Some genres of Japanese movies are hard to "place" for Westerners, since they have no precise Hollywood equivalent. The ero guro (erotic and grotesque) genre, for example, is often lumped into the horror category by overseas festivals and DVD distributors, but the films are usually less about jack-in-the-box scares than forbidden sexual desires, set in a borderland between dream and reality.

Based on the second of three "Nanase" novels by Yasutaka Tsutsui, Kazuya Konaka's "Nanase Futatabi: The Movie (Nanase Again)" would seem to be straight-ahead sci-fi. The mind-reading heroine, Nanase (Sei Ashina), joins with similarly psychically gifted companions to battle a mysterious organization that wants to wipe their kind off the face of the Earth.

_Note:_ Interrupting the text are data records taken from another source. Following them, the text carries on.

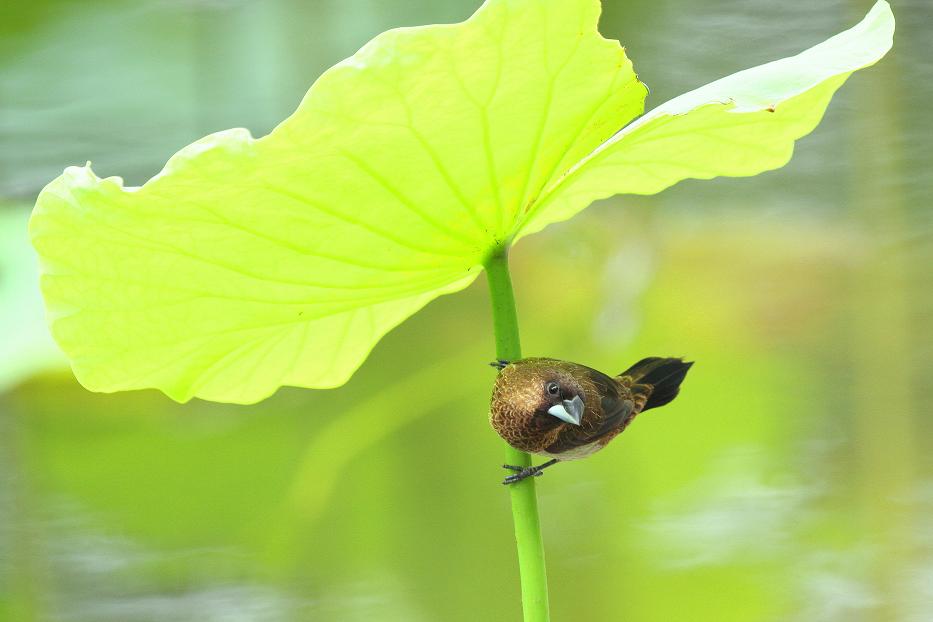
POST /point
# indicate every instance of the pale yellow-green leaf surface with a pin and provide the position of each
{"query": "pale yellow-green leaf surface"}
(740, 125)
(248, 264)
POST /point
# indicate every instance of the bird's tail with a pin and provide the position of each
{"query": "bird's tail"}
(663, 374)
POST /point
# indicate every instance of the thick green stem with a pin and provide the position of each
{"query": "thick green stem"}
(524, 499)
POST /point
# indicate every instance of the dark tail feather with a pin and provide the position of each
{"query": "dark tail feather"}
(663, 374)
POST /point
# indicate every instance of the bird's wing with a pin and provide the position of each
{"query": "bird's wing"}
(615, 410)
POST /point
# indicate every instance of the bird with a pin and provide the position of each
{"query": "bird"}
(567, 411)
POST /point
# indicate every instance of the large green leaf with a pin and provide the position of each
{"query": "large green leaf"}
(248, 263)
(741, 125)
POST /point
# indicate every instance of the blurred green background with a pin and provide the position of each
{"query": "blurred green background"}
(792, 480)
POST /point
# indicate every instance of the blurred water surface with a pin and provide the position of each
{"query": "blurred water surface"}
(792, 480)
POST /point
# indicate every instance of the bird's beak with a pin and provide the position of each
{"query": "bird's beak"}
(570, 411)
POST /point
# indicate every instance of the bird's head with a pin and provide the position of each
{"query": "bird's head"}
(539, 391)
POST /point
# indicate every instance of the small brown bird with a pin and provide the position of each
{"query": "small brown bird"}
(568, 411)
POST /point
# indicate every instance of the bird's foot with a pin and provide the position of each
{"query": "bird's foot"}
(520, 473)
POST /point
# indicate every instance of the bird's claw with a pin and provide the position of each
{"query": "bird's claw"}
(520, 473)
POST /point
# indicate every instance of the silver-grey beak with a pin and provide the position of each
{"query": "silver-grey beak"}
(570, 411)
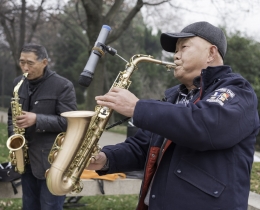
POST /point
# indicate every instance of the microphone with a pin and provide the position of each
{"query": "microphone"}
(87, 74)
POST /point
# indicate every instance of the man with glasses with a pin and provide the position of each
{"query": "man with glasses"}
(44, 95)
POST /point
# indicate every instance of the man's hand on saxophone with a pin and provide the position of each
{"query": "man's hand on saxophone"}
(120, 100)
(26, 119)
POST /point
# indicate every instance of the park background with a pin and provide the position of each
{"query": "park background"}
(69, 28)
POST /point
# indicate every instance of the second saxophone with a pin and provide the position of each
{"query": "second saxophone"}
(67, 164)
(16, 143)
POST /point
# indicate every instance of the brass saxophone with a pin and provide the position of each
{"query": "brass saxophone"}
(16, 143)
(72, 151)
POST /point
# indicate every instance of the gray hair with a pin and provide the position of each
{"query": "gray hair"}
(38, 50)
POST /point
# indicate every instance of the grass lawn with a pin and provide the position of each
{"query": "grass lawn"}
(100, 202)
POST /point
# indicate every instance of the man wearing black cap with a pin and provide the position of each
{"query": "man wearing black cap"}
(197, 145)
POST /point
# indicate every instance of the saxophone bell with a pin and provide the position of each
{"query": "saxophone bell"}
(16, 145)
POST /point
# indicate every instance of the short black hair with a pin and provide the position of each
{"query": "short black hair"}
(38, 50)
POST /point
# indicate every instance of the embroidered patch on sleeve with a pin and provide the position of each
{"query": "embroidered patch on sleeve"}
(221, 96)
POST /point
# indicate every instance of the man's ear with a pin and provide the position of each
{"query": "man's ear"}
(213, 51)
(45, 62)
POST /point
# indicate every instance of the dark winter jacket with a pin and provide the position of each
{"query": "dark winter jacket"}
(207, 160)
(48, 99)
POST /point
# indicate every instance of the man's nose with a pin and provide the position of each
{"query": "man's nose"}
(177, 56)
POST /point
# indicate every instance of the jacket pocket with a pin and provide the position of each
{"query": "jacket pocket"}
(199, 178)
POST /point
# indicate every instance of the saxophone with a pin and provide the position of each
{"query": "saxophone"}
(16, 143)
(72, 151)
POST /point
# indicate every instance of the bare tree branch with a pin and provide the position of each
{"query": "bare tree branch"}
(35, 24)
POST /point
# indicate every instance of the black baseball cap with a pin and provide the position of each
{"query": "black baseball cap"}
(203, 29)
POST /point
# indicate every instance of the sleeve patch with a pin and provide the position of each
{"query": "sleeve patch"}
(221, 96)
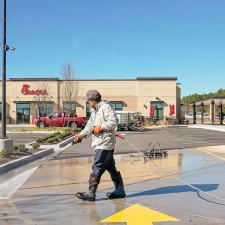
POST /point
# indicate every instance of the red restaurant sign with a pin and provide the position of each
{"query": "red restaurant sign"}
(26, 91)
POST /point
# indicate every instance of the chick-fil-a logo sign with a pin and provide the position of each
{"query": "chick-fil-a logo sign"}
(26, 91)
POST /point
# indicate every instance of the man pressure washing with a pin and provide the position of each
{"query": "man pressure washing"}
(102, 125)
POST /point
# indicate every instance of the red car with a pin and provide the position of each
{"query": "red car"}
(59, 119)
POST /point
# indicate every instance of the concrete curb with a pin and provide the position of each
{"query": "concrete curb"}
(65, 142)
(20, 162)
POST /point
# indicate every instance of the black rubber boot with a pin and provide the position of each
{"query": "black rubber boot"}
(119, 187)
(90, 195)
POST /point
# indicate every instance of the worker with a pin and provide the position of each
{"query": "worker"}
(101, 124)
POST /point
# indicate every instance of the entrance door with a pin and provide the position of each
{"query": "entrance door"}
(159, 109)
(23, 113)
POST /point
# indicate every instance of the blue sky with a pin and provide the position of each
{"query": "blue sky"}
(120, 39)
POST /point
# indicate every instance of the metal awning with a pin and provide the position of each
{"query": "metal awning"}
(217, 101)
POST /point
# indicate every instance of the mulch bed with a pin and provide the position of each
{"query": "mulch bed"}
(17, 155)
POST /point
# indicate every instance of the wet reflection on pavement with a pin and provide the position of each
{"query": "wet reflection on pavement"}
(48, 195)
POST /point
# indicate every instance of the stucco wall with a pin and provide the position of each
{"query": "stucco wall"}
(135, 94)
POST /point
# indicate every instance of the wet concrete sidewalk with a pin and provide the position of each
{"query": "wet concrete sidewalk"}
(47, 197)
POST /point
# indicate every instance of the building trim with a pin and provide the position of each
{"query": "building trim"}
(58, 79)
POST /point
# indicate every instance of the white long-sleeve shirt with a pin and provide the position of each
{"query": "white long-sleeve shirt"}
(103, 116)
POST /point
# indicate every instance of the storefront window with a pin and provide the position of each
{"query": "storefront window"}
(158, 109)
(117, 105)
(23, 112)
(70, 107)
(45, 109)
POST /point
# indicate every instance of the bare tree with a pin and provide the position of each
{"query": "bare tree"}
(70, 89)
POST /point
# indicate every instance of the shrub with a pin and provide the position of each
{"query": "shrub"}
(51, 140)
(46, 138)
(20, 148)
(42, 139)
(4, 153)
(35, 146)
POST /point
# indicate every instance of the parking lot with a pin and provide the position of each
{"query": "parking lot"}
(187, 187)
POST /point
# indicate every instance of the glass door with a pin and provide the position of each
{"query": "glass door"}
(158, 109)
(23, 113)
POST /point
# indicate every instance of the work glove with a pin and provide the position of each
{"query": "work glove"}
(78, 138)
(97, 130)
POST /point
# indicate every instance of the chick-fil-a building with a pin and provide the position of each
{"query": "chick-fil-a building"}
(31, 97)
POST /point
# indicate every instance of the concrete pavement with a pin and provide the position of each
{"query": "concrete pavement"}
(48, 195)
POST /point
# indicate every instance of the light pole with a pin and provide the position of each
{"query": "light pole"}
(4, 70)
(5, 143)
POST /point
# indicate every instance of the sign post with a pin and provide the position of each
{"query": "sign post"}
(5, 143)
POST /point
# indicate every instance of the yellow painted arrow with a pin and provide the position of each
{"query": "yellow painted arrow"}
(138, 215)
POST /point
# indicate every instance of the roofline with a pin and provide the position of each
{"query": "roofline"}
(58, 79)
(34, 79)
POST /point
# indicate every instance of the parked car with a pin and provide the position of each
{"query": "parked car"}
(59, 119)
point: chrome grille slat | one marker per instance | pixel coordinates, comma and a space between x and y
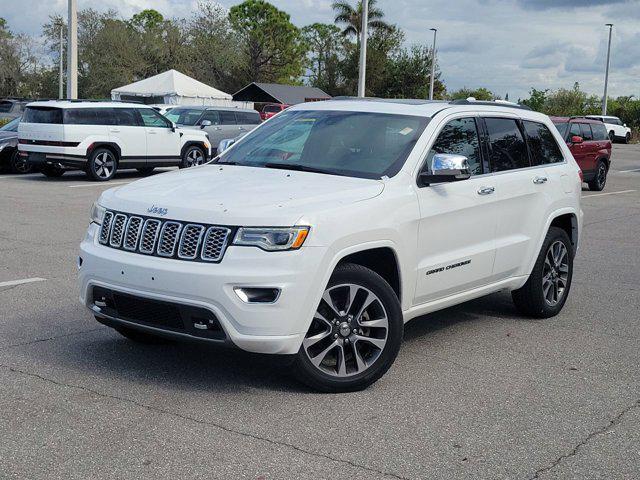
164, 238
190, 241
215, 242
169, 236
117, 230
149, 236
134, 227
105, 228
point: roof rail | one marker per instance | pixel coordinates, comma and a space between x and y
466, 101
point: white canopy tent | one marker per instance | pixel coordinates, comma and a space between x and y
175, 88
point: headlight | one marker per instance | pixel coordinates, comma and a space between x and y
272, 239
97, 213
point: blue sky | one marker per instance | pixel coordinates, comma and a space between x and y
507, 46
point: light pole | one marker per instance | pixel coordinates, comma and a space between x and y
363, 48
61, 66
606, 73
72, 51
433, 63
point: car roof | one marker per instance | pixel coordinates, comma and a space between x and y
214, 107
418, 107
85, 104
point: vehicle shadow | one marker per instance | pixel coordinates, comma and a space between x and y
103, 354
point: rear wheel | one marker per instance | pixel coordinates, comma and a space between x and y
355, 334
600, 179
19, 165
547, 288
102, 165
192, 156
53, 171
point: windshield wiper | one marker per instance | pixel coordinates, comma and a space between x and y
301, 168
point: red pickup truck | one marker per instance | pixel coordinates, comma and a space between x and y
590, 145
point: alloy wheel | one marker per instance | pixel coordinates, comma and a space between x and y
194, 157
349, 331
555, 273
104, 165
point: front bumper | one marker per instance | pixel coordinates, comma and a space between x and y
276, 328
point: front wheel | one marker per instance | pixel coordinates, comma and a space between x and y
19, 165
102, 165
547, 288
355, 334
192, 156
600, 180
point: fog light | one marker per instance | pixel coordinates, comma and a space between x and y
257, 295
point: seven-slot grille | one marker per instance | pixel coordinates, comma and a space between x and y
164, 238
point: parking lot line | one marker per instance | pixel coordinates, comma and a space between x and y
13, 283
105, 184
609, 193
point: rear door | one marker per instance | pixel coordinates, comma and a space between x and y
456, 237
522, 192
163, 143
129, 134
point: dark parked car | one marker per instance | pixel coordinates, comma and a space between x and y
590, 145
9, 159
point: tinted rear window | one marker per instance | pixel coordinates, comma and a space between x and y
248, 118
542, 144
43, 115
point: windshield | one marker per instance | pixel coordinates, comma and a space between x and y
184, 116
562, 127
12, 126
357, 144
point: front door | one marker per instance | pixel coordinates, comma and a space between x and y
163, 143
456, 237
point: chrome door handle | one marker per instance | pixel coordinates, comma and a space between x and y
486, 191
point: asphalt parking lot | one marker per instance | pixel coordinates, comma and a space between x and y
476, 392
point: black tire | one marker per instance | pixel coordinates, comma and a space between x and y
146, 170
52, 171
530, 299
18, 165
102, 165
315, 377
139, 336
192, 155
600, 179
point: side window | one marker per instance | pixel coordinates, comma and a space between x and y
248, 118
151, 118
459, 137
212, 116
586, 131
542, 144
126, 117
506, 145
599, 131
227, 118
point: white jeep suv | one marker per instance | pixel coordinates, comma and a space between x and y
102, 137
320, 233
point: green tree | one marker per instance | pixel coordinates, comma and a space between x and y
325, 52
273, 47
351, 18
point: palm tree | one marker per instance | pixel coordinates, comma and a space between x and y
351, 17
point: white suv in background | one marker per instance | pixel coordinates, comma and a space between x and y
102, 137
320, 233
616, 129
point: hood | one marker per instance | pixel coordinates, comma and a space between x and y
237, 195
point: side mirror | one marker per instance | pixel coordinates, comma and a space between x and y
225, 144
446, 168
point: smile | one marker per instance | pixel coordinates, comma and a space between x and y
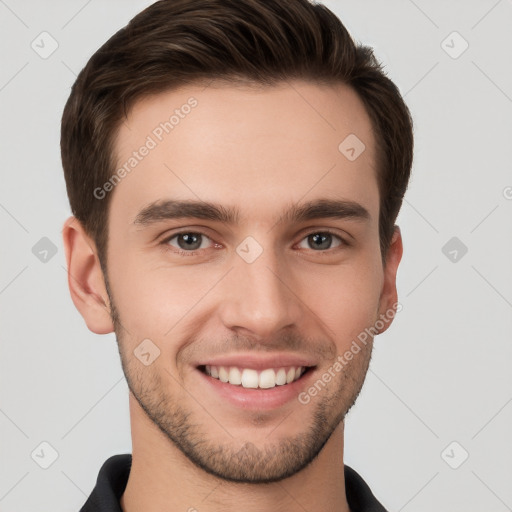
253, 379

The film, though, has the look and feel of a broodingly romantic ad for, depending on the scene, women's fashion, makeup or shampoo. Ashina, who starred in the ill-fated international coproduction "Silk," as well as the underrated Japanese comedy "Kazura" ("Wig"), is impeccably put together, and she is often posed against the dramatic natural beauty of Hokkaido. Watching the play of light and shadow on those perfect cheekbones and the wind gently tossing that flawlessly styled hair, I half expected to see a product logo flash on the screen.